Bruxelles doit agir rapidement
La maire de Barcelone, Ada Colau, a appelé l'UE à assurer une médiation dans le conflit avec Madrid. Une solution que préconise aussi Les Echos :
«La crise catalane ouvre dans une UE qui vient tout juste de tourner le dos à sa crise économique une blessure inattendue. Certes, l'Union n'est pas en première ligne dans une affaire qui regarde les dirigeants politiques en Espagne. Mais elle ne peut se contenter d'appeler 'tous les acteurs pertinents à passer rapidement de la confrontation au dialogue'. … Bruxelles ne peut se permettre, non plus, de laisser une nouvelle crise, cette fois-ci politique, et non plus financière et économique comme celle de la Grèce, s'installer au cœur de l'Europe. La voie est étroite. Mais il y a une petite opportunité : le gouvernement catalan ne sait pas trop quoi faire de sa 'victoire'. Il faut aller vite. Car le risque est de voir d'autres régions européennes prendre la voie catalane.»

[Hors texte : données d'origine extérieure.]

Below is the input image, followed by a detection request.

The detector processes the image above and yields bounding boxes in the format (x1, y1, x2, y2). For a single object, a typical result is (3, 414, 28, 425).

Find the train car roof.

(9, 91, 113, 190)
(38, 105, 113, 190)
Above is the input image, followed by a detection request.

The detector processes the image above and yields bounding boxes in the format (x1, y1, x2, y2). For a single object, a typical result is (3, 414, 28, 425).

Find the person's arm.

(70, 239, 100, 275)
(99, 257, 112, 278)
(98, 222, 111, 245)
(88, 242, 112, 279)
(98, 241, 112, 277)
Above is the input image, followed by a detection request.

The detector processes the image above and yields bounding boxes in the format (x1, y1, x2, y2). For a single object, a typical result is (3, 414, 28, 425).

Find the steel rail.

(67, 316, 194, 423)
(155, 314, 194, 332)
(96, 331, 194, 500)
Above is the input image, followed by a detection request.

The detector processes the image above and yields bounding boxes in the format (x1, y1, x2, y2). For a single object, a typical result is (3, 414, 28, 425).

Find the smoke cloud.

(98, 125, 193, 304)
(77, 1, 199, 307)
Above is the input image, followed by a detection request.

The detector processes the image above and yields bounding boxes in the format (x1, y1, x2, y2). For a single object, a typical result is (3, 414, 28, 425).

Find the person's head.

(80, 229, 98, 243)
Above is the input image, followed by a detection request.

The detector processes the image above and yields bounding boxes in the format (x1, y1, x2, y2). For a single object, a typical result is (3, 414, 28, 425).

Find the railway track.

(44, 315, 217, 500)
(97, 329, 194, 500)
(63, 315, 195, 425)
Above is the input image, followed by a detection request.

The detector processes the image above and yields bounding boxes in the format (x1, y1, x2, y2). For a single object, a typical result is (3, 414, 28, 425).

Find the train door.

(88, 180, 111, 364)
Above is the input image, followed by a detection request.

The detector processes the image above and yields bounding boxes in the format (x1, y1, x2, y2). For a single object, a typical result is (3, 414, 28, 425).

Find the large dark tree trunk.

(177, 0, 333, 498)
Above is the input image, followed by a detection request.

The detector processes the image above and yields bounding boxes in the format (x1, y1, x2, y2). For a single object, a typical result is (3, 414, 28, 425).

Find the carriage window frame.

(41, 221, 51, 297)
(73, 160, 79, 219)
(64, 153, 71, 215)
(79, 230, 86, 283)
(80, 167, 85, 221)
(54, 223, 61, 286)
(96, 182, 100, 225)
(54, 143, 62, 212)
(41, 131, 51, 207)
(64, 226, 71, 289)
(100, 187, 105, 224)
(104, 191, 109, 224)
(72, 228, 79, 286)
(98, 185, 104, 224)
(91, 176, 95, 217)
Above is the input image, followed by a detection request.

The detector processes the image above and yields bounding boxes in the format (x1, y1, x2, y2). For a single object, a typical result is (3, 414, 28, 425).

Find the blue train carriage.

La réaction pitoyable de l'UE
Le silence de l’UE face au Premier ministre espagnol pourrait être une grave erreur, lit-on dans Die Welt :
«C’est un retour de manivelle pour l’UE, elle qui a toujours voulu s'arroger les compétences de l'Etat-nation - sécurité des frontières, monnaie ou justice - mais qui observe strictement le principe de non-ingérence dans les affaires nationales quand, au sein d’une nation, les événements prennent un tour anarchique ou du moins centrifuge. ... C’est tout juste si Angela Merkel a prononcé sèchement quelques mots sur le respect de l’Etat de droit, probablement dans le souci de ne pas discréditer son fidèle paladin Rajoy. ... Si au sein de l’Espagne, on ne restaure pas rapidement les ponts pour que – avec l’aide de l’étranger – la rationalité du centre démocratique reprenne enfin le dessus, c’est un scénario de guerre civile qui menace une région prospère, au beau milieu de l’Europe libérale.»
Le danger d'une ingérence
Si une ingérence de l’UE dans le conflit peut paraître moralement souhaitable, elle serait politiquement risquée, selon Público :
«Rappelons au passage que l’UE repose sur des accords, s’appuyant à leur tour sur l’Etat de droit. … Toute intervention de l’UE n’ayant pas été demandée ou acceptée par l’Espagne serait une immixtion dans les affaires internes de l’Etat espagnol. Pire encore : d’un point de vue juridique, elle pourrait être interprétée comme une violation du traité de l'Union européenne. Une pareille intrusion entraînerait de profondes divisions au sein de l’UE et aggraverait sensiblement le conflit [entre Madrid et la Catalogne].»
L'hypocrisie européenne
L'Union soutient les séparatismes dans le monde entier mais les juge illégaux sur son territoire, critique Douma :
«La double-morale dans toute sa splendeur. ... Lorsqu'il s'agit de veiller au droit et à la justice en Syrie ou au Kosovo, tout est permis à Bruxelles : on alimente des conflits, on finance et on arme l'opposition, on apporte un soutien aux séparatistes, on reconnaît de nouveaux Etats, etc. Sous le prétexte du respect des droits de l'homme et du droit des peuples à disposer d'eux-mêmes. Mais lorsque c'est au sein de l'édifice européen que le feu se déclare, tout cela devient subitement illégal.»